When my daddy was in college and seminary at Erskine, I can remember going to the May pole dance as a little girl. Beautifully dressed young women taking ribbons and ducking and bobbing - very gracefully, of course - around the May pole.  This dance came from the European times of the fertility rituals.


The second most vivid image was the “scary, bad communists” showing off their military might.  In the early 1900s Socialists in Europe piggybacked on the already celebrated May First of past fertility rites and pushed for that day to be instead the Day of the Worker in recognition of the Haymarket affair that happened on 4 May 1886 in Chicago.
The Soviet Union quickly embraced May 1st as the Day of the Worker and in my childhood it was a day to show their might.


May 1st is recognized round the world as the Day of the Worker with national holidays, parades, demonstrations, and even today in a few countries a show of military might.  Many of us from the U.S. have no idea what Day of the Worker means…because our own Labor Day has come to mean barbeques, parades, a day of rest, and the end of summer.
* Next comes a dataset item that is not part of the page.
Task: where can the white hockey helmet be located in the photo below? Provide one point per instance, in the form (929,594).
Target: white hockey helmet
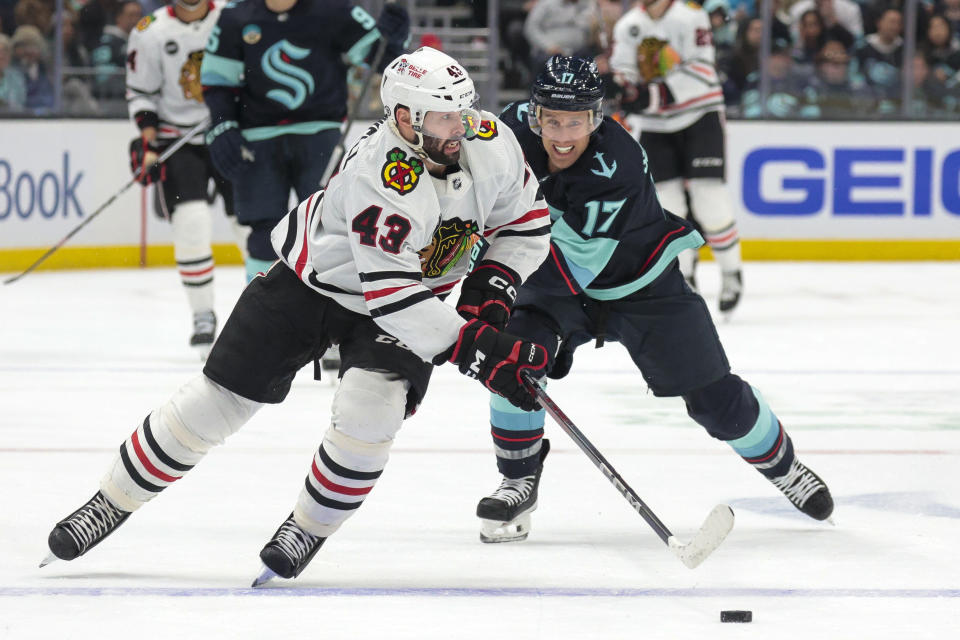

The Haymarket demonstration started as a peaceful demonstration protesting the police killing demonstrators who had marched previously on May 1st.  That day had seen massive demonstrations in many industrial cities in the U.S. demanding the 8 hour work day with no cut in pay instead of the work day being 10 hours paying $1.50.

Most of us have forgotten that many of the rights of workers around the world came as a result of our own labor history, our labor movements, and our labor unions…we have forgotten the blood that was shed.


We forget that much of the progress for workers originated in the United States by workers demanding rights…minimum wage, safe work environments, limited hours, child labor laws, vacation time, etc.  We have ignored our history and though other countries like Nicaragua have taken on the call for fair labor laws, our workers are losing ground.


In Nicaragua there is a minimum wage that rises with inflation (still very low), workers have a month’s vacation, receive an extra month's wages at the end of the year, women have 3 months of full-pay maternity leave, workers have paid sick leave and an employer cannot fire an employee while they are sick.  And if an employer lets go of an employee, the employer is required to provide a severance package.


After the Sandinistas overthrew the Somoza dictatorship in 1979,
one of their first pieces of art in Managua was a statue of the worker.  As you can see, he is a powerful figure.   He stands there full pride…claiming his own rights.


After the Sandinistas were voted out of office and Nicaragua went through a period of neo-liberalism that almost broke the nation, one of the presidents…a former Somoza youth, Arnoldo Alem├ín...commissioned another statue to the workers' right across the street from the first.  As you can see these workers are bent, beaten and broken.


I fear that this second statue is a better representation of the today’s workers in the United States…the country that in the 1800s led in workers demanding fair compensation for their blood, sweat and toil.  It breaks my heart.